# Above ground root cellar?



## GBov

Our water table is just about 2 ft below ground level so digging one is out of the question.

But digging a pond is not!

And is on my to do list lol. 

I suddenly thought, what if I take the pond spoil and mound it up OVER my root storage/cellar instead?

So what is cheap and sturdy enough to take not only my budget limits but also the weight of soil?

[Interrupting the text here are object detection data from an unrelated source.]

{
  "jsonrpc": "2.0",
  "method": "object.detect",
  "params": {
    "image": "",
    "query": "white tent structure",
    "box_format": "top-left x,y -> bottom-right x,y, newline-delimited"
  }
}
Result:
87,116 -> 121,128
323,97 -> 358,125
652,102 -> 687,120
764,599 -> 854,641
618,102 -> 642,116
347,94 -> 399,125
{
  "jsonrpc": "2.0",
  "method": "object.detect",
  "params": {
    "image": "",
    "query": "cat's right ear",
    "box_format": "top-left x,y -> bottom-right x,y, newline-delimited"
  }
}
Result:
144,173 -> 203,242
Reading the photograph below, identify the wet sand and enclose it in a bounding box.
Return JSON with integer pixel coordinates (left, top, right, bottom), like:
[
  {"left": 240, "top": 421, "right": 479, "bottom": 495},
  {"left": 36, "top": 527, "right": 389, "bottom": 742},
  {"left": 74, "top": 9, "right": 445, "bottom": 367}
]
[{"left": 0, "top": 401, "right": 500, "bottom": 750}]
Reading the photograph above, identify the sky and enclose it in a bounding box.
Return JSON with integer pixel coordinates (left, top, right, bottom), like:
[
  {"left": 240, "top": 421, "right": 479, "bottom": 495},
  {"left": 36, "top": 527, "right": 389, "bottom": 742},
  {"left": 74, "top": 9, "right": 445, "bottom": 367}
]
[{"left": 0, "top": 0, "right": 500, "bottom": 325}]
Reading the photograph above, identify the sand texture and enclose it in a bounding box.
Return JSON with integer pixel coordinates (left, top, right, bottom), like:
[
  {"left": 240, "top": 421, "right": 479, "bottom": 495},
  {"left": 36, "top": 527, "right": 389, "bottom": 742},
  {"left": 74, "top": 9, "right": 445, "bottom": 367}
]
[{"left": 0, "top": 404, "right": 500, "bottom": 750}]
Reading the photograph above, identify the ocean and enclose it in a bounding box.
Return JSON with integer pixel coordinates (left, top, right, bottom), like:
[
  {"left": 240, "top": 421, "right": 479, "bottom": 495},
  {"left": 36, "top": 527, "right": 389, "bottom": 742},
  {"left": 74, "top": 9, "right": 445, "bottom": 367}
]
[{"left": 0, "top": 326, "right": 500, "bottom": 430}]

The largest possible size as well so it can do double duty as a storm shelter if it has too.


----------



## taylorlambert

I saw on a friend made at his last house the ground was pure rock underneath. He found a deal on some used manhole sections. They are about 8 feet across inside diameter. The stack up and flange together and the bottom section had a 36 inch access hole in the side for a water pipe. first he wanted to try them horizontally but was having trouble making them stay together. He and I talked about stacking them. We leveled off the floor and set the first one down. then set the other on top with a boom truck. We added tar in the joints like they take. It made a pretty tall structure about 10 feet high. We formed the top and poured it. Then opened the bottom water pipe hole up to almost 4 feet. To insulate it we added brought in dirt after a few weeks piling it as it came in. 

It stays at a pretty constant temp. Its in the shade a and all the dirt mounded around it works pretty good. The shelving was a pain in the ass. It all had to be round with flat facing. Once he made the template for the shelves it went pretty quick. THey have also gon through a tornado in it to.


----------



## idigbeets

Have a cold basement? Cold corner of the barn? Frame it out, insulate it heavily, floor, walls, ceiling. I did this in my barn for an above ground cold storage and so far it works well. In summer if I need to store more items I can add a coolbot and air conditioner to keep it below 42F.


----------



## GBov

idigbeets said:


> *Have a cold basement? Cold corner of the barn?* Frame it out, insulate it heavily, floor, walls, ceiling. I did this in my barn for an above ground cold storage and so far it works well. In summer if I need to store more items I can add a coolbot and air conditioner to keep it below 42F.


One word.

FLORIDA!

Come summer time, NOTHING is cold, never mind cool lol.

taylorlambert, I like the idea of the culverts.


----------



## farminghandyman

I would consider a shipping container, I would most likely pour a thin cement cap on the roof, and then water proof the heck out of it and start to cover it,

I have seen school bus bodies use for in ground shelters as well, and top over with soil, using some concrete with some reinforcing for strengthening the roof, http://www.radmeters4u.com/arktwo/photoconstruct/photocon.htm

actual a old clean tank can work well, I used a 10 diameter tank for the top of my cellar, 

If I would have been thinking I would have just found a longer tank and rolled the whole tank in the hole and then built a floor in it or filled with some gravel and put a concrete floor in it, and welded on some angles and put in shelves,,


----------



## idigbeets

Are you willing to pay to cool this shelter/cellar? Shipping containers etc placed out in the Florida heat will suck down $$ to keep cool. Do you have ANY shaded areas that you can place things, I don't think mounding a little earth on top will do anything.


----------



## GBov

idigbeets said:


> *Are you willing to pay to cool this shelter/cellar? *Shipping containers etc placed out in the Florida heat will suck down $$ to keep cool. Do you have ANY shaded areas that you can place things, I don't think mounding a little earth on top will do anything.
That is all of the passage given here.